EmpiricalCalibration 3.1.2


  1. Allowing fitNull() to work with many estimates (n > 1000).

  2. Fixed edge case where fitMcmcNull() would get stuck in an infinite loop.

EmpiricalCalibration 3.1.1


  1. Making sure we pass R check even if suggested packages are unavailable, as required by CRAN.

EmpiricalCalibration 3.1.0


  1. Adding the compareEase() function to compare EASE of correlated sets of estimates.

  2. Adding the computeCvPoissonRegression() function to compute critical values for Poisson regressions.
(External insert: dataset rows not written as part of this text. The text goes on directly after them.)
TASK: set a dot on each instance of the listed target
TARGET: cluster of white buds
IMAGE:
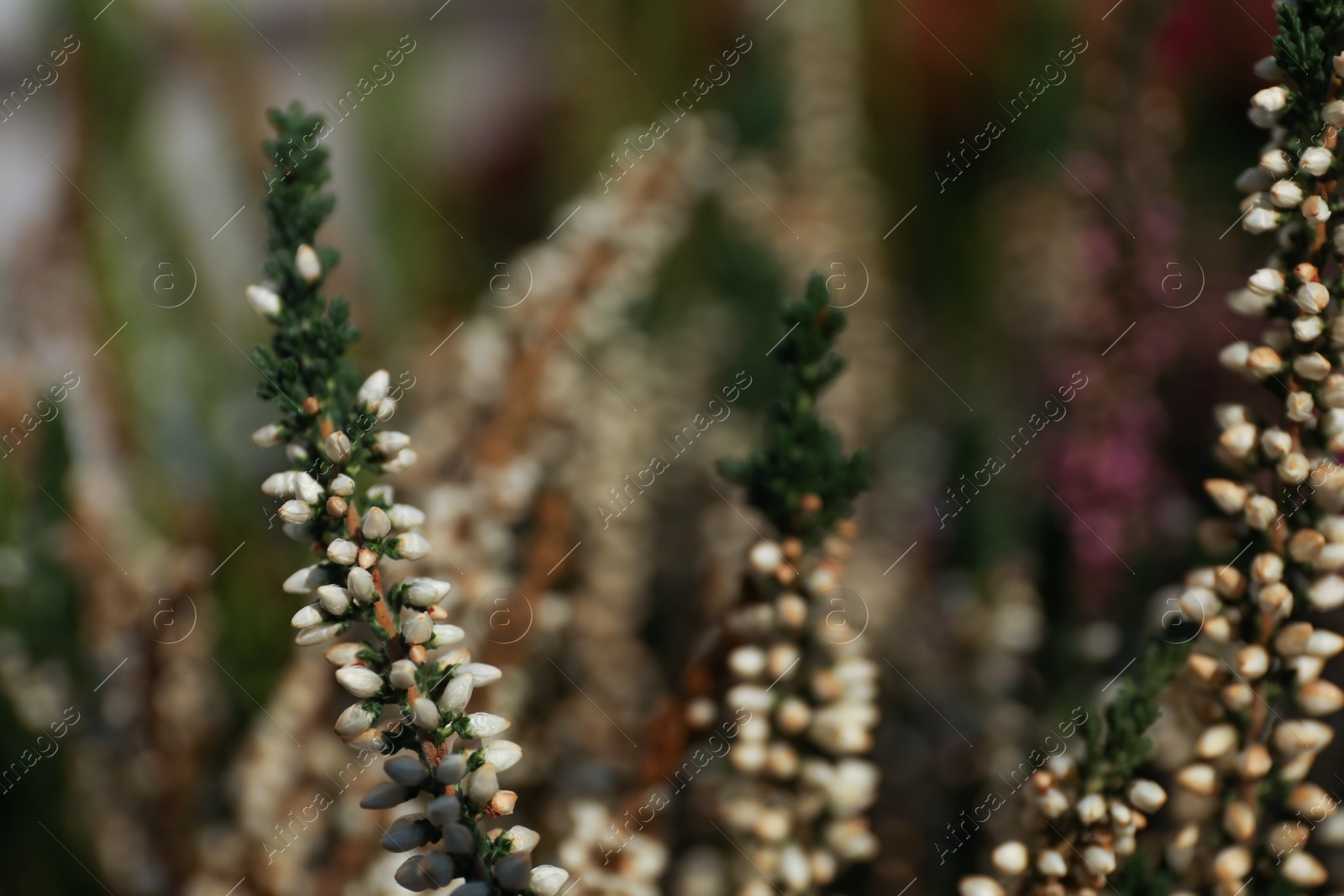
(1260, 658)
(440, 752)
(801, 707)
(1090, 833)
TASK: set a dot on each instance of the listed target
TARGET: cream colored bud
(1233, 864)
(979, 886)
(1240, 821)
(342, 553)
(1294, 468)
(1320, 698)
(1303, 868)
(1261, 512)
(336, 446)
(307, 264)
(1292, 638)
(1305, 546)
(1254, 762)
(1314, 367)
(1198, 778)
(1268, 567)
(1216, 741)
(1287, 194)
(296, 512)
(1316, 210)
(1267, 281)
(1253, 661)
(1229, 496)
(1263, 363)
(1308, 328)
(1316, 160)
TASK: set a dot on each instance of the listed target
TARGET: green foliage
(803, 456)
(1310, 33)
(311, 335)
(1120, 745)
(1139, 878)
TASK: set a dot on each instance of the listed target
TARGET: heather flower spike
(1250, 641)
(443, 754)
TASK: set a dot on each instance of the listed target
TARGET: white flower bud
(336, 446)
(342, 551)
(1320, 698)
(1011, 857)
(483, 725)
(374, 389)
(1303, 868)
(425, 593)
(304, 580)
(319, 633)
(1092, 809)
(390, 443)
(1277, 163)
(403, 461)
(343, 485)
(483, 783)
(417, 627)
(1147, 795)
(403, 516)
(1299, 406)
(425, 714)
(307, 616)
(266, 437)
(548, 880)
(1316, 210)
(483, 673)
(360, 681)
(445, 636)
(296, 512)
(1268, 69)
(457, 692)
(1316, 160)
(1229, 496)
(1267, 281)
(264, 301)
(1260, 219)
(1198, 778)
(360, 584)
(307, 264)
(306, 488)
(344, 653)
(503, 755)
(1261, 512)
(412, 546)
(1312, 367)
(333, 598)
(1287, 194)
(375, 524)
(1307, 328)
(354, 720)
(979, 886)
(402, 674)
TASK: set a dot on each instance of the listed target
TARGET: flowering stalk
(1084, 815)
(327, 425)
(1260, 656)
(804, 696)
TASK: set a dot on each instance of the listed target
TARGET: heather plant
(409, 673)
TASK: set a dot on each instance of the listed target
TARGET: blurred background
(1026, 210)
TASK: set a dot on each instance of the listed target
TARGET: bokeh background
(1086, 249)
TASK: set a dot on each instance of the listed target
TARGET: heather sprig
(413, 661)
(801, 479)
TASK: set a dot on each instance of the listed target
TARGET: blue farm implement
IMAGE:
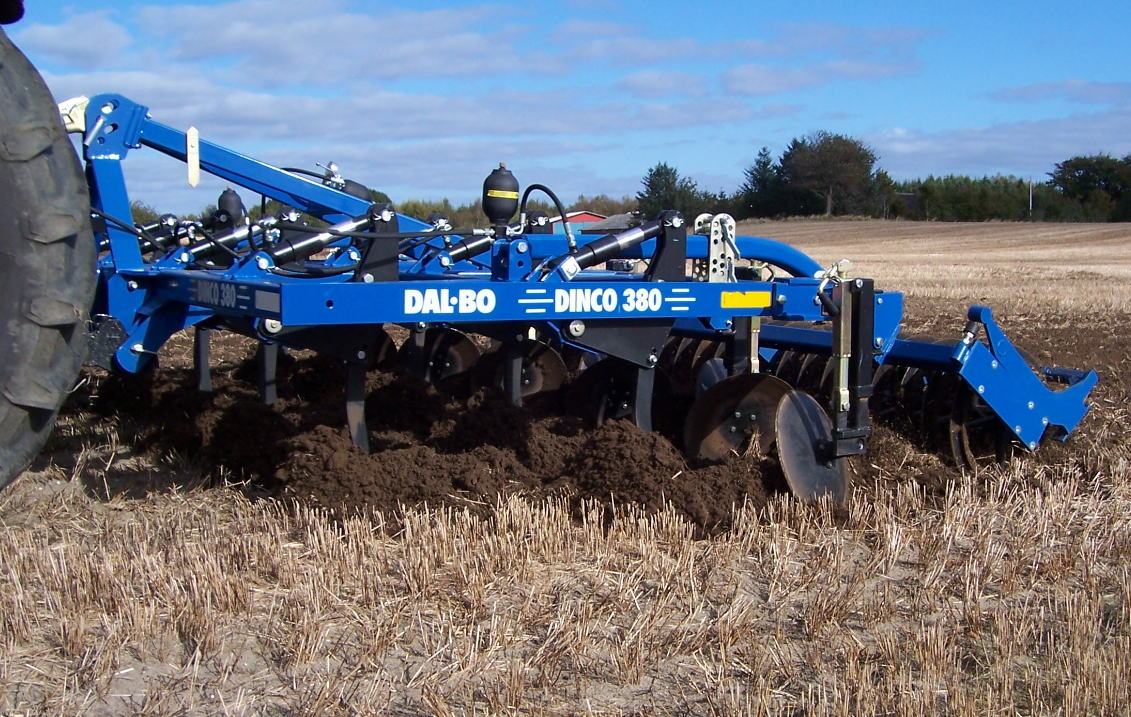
(766, 351)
  3. The plotCalibrationEffect() function warns if there are values outside the plot limits.

  4. Changing the MaxSPRT calibration vignette to use CV calibration instead of LLR calibration.


  1. Fixing computeTraditionalP() when using vectors as input.

  2. Fix error when no critical value meets requirements (throwing warning instead).

EmpiricalCalibration 3.0.0


  1. Adding option to make p-values one-sided.

  2. Adding empirical calibration of the log likelihood ratio.

  3. Adding functions for computing critical values for the log likelihood ratio when performing sequential testing (MaxSPRT).

  4. Adding ability to fit null distribution using non-normal approximations of the per-negative control likelihood functions.

  5. Faster null distribution fitting using MCMC. Increasing default MCMC iterations for greater stability.

  6. Using median instead of mean of posterior distributions when converting MCMC null to error model for greater consistency between calibrated CI and P.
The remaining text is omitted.